Set in the farm country of the Deep South that just can’t be “rid of Christian charity,” Bat Boy, cleverly points to the triviality of town elections, the oppressiveness of religious authority, and the overwhelming popularity of cowboy boots. Ricky Schweitzer, Bat Boy or, as Meredith Taylor calls him, “Edgar”, brilliantly unveils the misery of a dysfunctional marriage, the triteness of small town south, and the simplicity of “any twit” receiving a Columbia degree as he evolves from a primitive birdlike creature into a stand up religious man who comes to understand the existential significance of a navel. In the same vein, Remy Zaken, as Bat Boy’s secretly incestuous sister Shelley, enthralled students as she, Jill Shackner, and the live orchestra directed by Evan Johnston revealed the need for a bigger box to accommodate their musical talent in “A Three Bedroom House.”
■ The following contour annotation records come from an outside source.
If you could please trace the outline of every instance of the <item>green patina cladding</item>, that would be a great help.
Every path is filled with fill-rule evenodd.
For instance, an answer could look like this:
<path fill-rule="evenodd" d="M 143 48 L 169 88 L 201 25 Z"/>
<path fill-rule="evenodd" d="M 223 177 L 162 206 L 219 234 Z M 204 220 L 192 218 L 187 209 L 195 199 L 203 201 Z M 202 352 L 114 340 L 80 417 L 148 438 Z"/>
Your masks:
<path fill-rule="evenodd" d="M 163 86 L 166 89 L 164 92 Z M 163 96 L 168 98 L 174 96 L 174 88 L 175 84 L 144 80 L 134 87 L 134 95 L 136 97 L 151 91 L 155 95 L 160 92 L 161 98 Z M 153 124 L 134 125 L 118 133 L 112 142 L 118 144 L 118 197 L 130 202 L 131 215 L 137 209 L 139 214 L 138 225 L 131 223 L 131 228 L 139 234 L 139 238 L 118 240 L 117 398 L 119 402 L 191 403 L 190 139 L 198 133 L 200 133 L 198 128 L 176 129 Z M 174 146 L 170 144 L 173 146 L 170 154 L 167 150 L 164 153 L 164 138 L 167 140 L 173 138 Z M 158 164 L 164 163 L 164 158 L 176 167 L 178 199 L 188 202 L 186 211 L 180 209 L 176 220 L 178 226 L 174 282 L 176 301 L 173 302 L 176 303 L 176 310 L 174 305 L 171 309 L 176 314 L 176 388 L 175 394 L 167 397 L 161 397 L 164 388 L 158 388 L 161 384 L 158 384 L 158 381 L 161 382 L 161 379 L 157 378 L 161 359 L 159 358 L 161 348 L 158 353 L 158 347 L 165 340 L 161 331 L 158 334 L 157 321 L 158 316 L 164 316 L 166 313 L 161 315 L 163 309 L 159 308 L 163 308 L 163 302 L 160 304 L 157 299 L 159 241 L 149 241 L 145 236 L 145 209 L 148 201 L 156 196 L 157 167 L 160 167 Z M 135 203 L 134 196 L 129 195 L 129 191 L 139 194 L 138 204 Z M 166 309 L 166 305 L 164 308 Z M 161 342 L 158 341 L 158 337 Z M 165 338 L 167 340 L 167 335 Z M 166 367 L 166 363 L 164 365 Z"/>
In addition to strong individual performances, scenes such as “A Joyful Noise” in which Brooks Morelock imbued the audience with the Holy Ghost and “Let Me Walk Among You” in which Bat Boy begs to “let me join your carpool,” place the Creative Team for this year’s Varsity Show in a tough position as the choreography, vocals, and acting were beyond impressive. Still though, it would do the show injustice not to mention the scandalous yet brilliant scene of sodomy in “Children, Children” as Yonatan Gebeyehu tickled the audience as he “erased the sin of man” donning an absurdly large feather and surrounded with cross-dressed critters fornicating through creative choreography. Closing with a touching scene of love, rape, incest, and murder, Bat Boy unveils the latent and blatant dysfunction of small-town America.
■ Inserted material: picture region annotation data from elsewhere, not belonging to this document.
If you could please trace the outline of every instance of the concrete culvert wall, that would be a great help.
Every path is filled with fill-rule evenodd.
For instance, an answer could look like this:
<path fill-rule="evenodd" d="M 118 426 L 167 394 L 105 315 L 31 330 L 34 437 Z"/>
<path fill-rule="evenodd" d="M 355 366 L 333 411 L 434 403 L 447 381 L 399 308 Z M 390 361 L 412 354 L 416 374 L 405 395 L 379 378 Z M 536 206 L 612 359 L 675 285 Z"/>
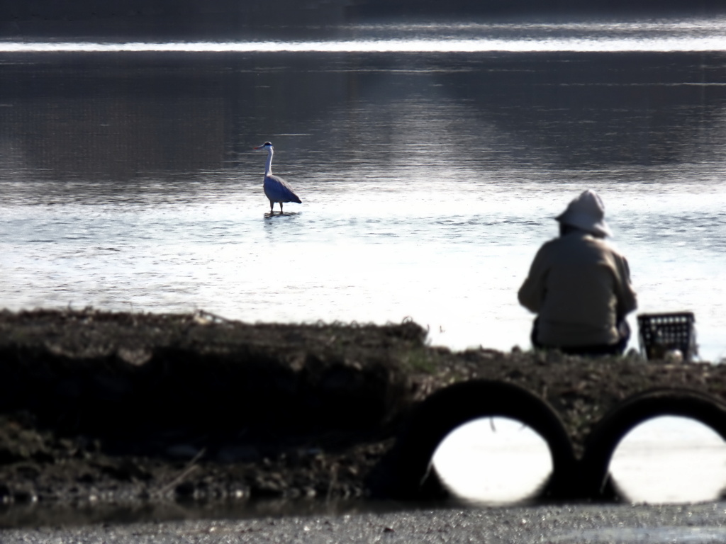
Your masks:
<path fill-rule="evenodd" d="M 542 492 L 552 498 L 571 495 L 575 457 L 559 416 L 542 399 L 513 384 L 474 380 L 452 385 L 428 397 L 403 424 L 396 445 L 374 474 L 374 493 L 398 499 L 443 498 L 432 459 L 446 437 L 465 423 L 501 416 L 521 421 L 547 443 L 552 474 Z"/>
<path fill-rule="evenodd" d="M 613 407 L 592 428 L 579 463 L 582 487 L 574 498 L 616 498 L 609 466 L 618 445 L 632 429 L 663 416 L 690 418 L 726 440 L 726 404 L 715 397 L 675 388 L 637 394 Z"/>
Of course, Columbia welcomed the social commentary as it would Bob Saget, but more than anything seemed to thoroughly enjoy the entertainment of highly talented and seriously devoted peers. But, I’ll defer to Nina as she defers to Oscar Wilde to say that Bat Boy was in fact, “ too important to be taken seriously.” So perhaps we should applaud the sheer talent, dedication, and the ability to evoke Columbia’s “beast side” for a good laugh at societal dysfunction that can so often elude the Columbia campus.